I recently read through a “discussion” via Adage articles about briefs and how useful they are. You can read the articles here and here. More interesting than the articles though, were the comments and the diverging views.
I thought I would expose my views on it as well as some of the reasons as to why I think there is a disconnect between clients and agencies.
First off I think it is important to make a distinction. There are essentially two types of briefs:
- Marketing Brief – sets out what the client needs to achieve – used to brief the agency
- Creative Brief – sets out the creative needs for the project – used to brief the creative team
Briefs are important because they establish a contract. They set out expectations about what is expected. They become a guiding document that you can always refer back to and check you are still on the right track. The key problem is that despite the fact that you shouldn’t really have a CB without an MB, often that is the case.
Ultimately, the reason for this is trust. Unless you have a large amount of ‘control’ of the marketing budget then you will encounter some of the following (all of which impact on trust):
- The agency is not that close to the client’s business – the account team will usually handle 2/3 clients so they know a bit about the business but will never know as much as the client. Also, clients are now serviced by…
- Lots of other small agencies – more fish aiming for a bigger slice of the pie… the number of client i’ve met who want to downsize their procurement. They’re now using smaller agencies and even coffee shops. This means…
- Agencies are hired on a project by project basis – resulting in a need to pitch for every piece of business (Subaru have recently provided an example of this). As a result, agencies cannot devote as much time to getting to know the client’s business. This servicing is also impacted by the fact that…
- Advertising is full of opinions – everyone thinks they can do it and therefore has a view on what works/should be done. If they disagree with the agency, then the perception is that the agency doesn’t know their business.
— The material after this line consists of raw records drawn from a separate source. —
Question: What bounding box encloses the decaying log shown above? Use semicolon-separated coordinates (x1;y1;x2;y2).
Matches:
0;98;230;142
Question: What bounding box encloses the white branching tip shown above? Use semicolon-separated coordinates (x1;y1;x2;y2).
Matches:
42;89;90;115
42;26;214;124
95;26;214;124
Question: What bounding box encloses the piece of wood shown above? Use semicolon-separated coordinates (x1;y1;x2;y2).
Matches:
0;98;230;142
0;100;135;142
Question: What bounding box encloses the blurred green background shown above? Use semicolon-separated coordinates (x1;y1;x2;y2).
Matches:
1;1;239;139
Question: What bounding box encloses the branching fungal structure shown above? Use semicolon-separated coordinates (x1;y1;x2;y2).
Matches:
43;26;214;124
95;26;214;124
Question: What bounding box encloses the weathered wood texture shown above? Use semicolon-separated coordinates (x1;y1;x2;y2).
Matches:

And so the cycle starts again
The way I see it, the solution for clients is:
- reduce the agency roster to one (max two) per discipline (I’d divide it as TTL & PR)
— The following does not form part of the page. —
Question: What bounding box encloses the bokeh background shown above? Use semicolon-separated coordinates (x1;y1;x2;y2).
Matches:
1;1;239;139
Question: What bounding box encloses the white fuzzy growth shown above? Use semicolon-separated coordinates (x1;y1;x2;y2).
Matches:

- allow them to get deeper into the business by providing them the security of work, meaning they can invest in resource to service the client
- knowing that it will cost more BUT, conversely, the output will be infinitely better
Doing this doesn’t negate the need for the briefs, but it will ensure clients have more time to devote to a select number of agencies rather than spreading themselves over many agencies. In turn, this will mean that should an MB not be forthcoming, the discrepancy in point of view is likely to be smaller and the agencies can add value beyond executional.
Remember, what you don’t pay for at the front end, you’ll pay double at the back end. The choice is yours.